Artikel 4:111 1 De verjaringstermijn van de rechtsvordering tot betaling aan een bestuursorgaan wordt verlengd met de tijd gedurende welke de schuldenaar na de aanvang van die termijn uitstel van betaling heeft.
2 Het eerste lid is van overeenkomstige toepassing indien:
a. de schuldenaar in surseance van betaling verkeert;
b. de schuldenaar in staat van faillissement verkeert;
c. ten aanzien van de schuldenaar de schuldsaneringsregeling natuurlijke personen van toepassing is;
d. de tenuitvoerlegging van een dwangbevel is geschorst ingevolge een lopend rechtsgeding, met dien verstande dat de termijn waarmee de verjaringstermijn wordt verlengd een aanvang neemt op de dag waarop het rechtsgeding door het instellen van een vordering bij de burgerlijke rechter aanhangig wordt gemaakt.

Afdeling 4.4.4

Aanmaning en invordering bij dwangbevel

Paragraaf 4.4.4.1

De aanmaning

Artikel 4:112 1 Het bestuursorgaan maant de schuldenaar die in verzuim is schriftelijk aan tot betaling binnen twee weken, gerekend vanaf de dag na die waarop de aanmaning is toegezonden.
2 Bij wettelijk voorschrift kan een andere termijn worden vastgesteld.
3 De aanmaning vermeldt dat bij niet tijdige betaling deze kan worden afgedwongen door op kosten van de schuldenaar uit te voeren invorderingsmaatregelen.
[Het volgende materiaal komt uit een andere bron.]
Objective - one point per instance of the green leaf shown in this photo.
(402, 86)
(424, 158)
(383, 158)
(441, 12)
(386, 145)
Artikel 4:113 1 Het bestuursorgaan kan voor de aanmaning een vergoeding in rekening brengen. De vergoeding bedraagt € 8 indien de schuld minder dan € 454 Per 1 januari 2015: € 500 bedraagt en € 18 indien de schuld € 454 Per 1 januari 2015: € 500 of meer bedraagt.
2 De aanmaning vermeldt de vergoeding die in rekening wordt gebracht.

Paragraaf 4.4.4.2

Invordering bij dwangbevel

Artikel 4:114 Onder dwangbevel wordt verstaan: een schriftelijk bevel van een bestuursorgaan dat ertoe strekt de betaling van een geldsom als bedoeld in artikel 4:85 af te dwingen.

Artikel 4:115 De bevoegdheid tot uitvaardiging van een dwangbevel bestaat slechts indien zij bij de wet is toegekend.

Artikel 4:116 Een dwangbevel levert een executoriale titel op, die met toepassing van de voorschriften van het Wetboek van Burgerlijke Rechtsvordering kan worden tenuitvoergelegd.

Artikel 4:117 1 Een dwangbevel wordt slechts uitgevaardigd wanneer binnen de overeenkomstig artikel 4:112 gestelde aanmaningstermijn niet volledig is betaald.
2 Bij de wet kan evenwel worden bepaald dat het dwangbevel zo nodig zonder aanmaning en voor het verstrijken van bij wettelijk voorschrift gestelde of eerder gegunde betalings- of aanmaningstermijnen kan worden uitgevaardigd of tenuitvoergelegd.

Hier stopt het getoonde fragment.